/CPU-instructions

Primary LanguageC++Apache License 2.0Apache-2.0

Parsing the x86 instructions manual.

Motivation

There are many uses for a machine-readable x86 instruction set. These instructions are defined in the Intel Software Development Manual (SDM), in PDF format. The purpose of this code is to parse instruction information from that PDF and export it into a structured database of instructions in machine readable format.

Requirements/Building

To build the tool, you will need bazel. Simply clone the repository and run bazel:

git clone https://github.com/google/CPU-instructions
bazel build //cpu_instructions/tools:parse_sdm

You don't need to worry about dependencies since bazel will download and build them for you. The exact list of dependencies can be found in the WORKSPACE file.

Known Issues

libunwind linking errors

In case you have libunwind installed on your system and compilation fails with undefined references:

undefined reference to `_ULx86_64_init_local'
undefined reference to `_Ux86_64_getcontext'
undefined reference to `_ULx86_64_get_reg'
undefined reference to `_ULx86_64_step'

Just add --define libunwind=true to the command line like so:

# Building
bazel build //cpu_instructions/tools:parse_sdm --define libunwind=true

# Executing
bazel run cpu_instructions/tools:parse_sdm --define libunwind=true -- \
  --cpu_instructions_input_spec=/path/to/intel-sdm.pdf \
  --cpu_instructions_output_file_base=/tmp/instructions

Usage

To use this code, you will need to download the Intel SDM. This parser supports at least the following versions of the manual:

  • December 2016: Intel® 64 and IA-32 architectures software developer’s manual combined volumes: 1, 2A, 2B, 2C, 2D, 3A, 3B, 3C, and 3D
  • September 2016: Intel® 64 and IA-32 Architectures Software Developer’s Manual Volume 2 (2A, 2B, 2C & 2D): Instruction Set Reference, A-Z

For the complete list of supported and tested versions, see the file pdf_document_patches.pbtxt.

The most recent version of the SDM can be downloaded from the Intel Developer Zone. The September 2016 and earlier versions can be found in the Internet Archive.

Here's a sample command line to parse all instructions, assuming that the manual has been downloaded as /path/to/intel-sdm.pdf.

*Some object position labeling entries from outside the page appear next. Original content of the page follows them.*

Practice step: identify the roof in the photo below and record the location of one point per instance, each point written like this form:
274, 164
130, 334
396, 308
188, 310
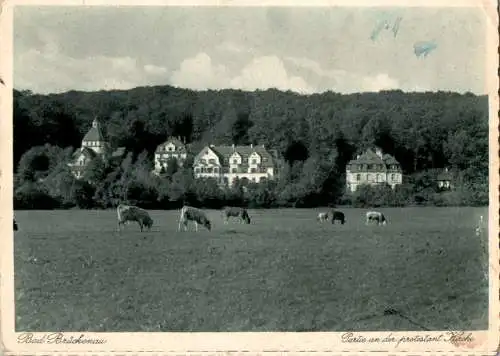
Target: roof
95, 132
445, 175
179, 145
87, 152
120, 151
370, 157
225, 152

bazel run cpu_instructions/tools:parse_sdm -- \
  --cpu_instructions_input_spec=/path/to/intel-sdm.pdf \
  --cpu_instructions_output_file_base=/tmp/instructions

Output

The above command will create a file /tmp/instructions.pbtxt that contains an InstructionSetProto in protobuf text format.

Cleaning up the Database

After parsing, there are still mistakes and inconsistencies in the database of instructions. We provide a way to apply rules or heuristics on the database to fix these issues. These range from point fixes (e.g. "fix the binary encoding of XBEGIN") to more complex heuristics (e.g. "replace use of 'reg' operands with the right register depending of the size of the operand").

The transforms to apply can be specified in the --cpu_instructions_transforms flag. The flag can be a comma-separated list of transform names, or default to apply default transforms. Note that this is different from an empty/unspecified flag, where no transform is applied.

bazel run cpu_instructions/tools:parse_sdm -- \
  --cpu_instructions_input_spec=/path/to/intel-sdm.pdf \
  --cpu_instructions_output_file_base=/tmp/instructions \
  --cpu_instructions_transforms=default

The result is written to /tmp/instructions_transformed.pbtxt.

More details

Code Structure of the SDM Parser

The PDF itself has no explicit semantic structure to exploit. Most of the structure is in the formatting: Each instruction is in a section that contains an instruction table and a optional operand encoding table. Consequently, this code reads the low-level drawing commands to extract the instruction information.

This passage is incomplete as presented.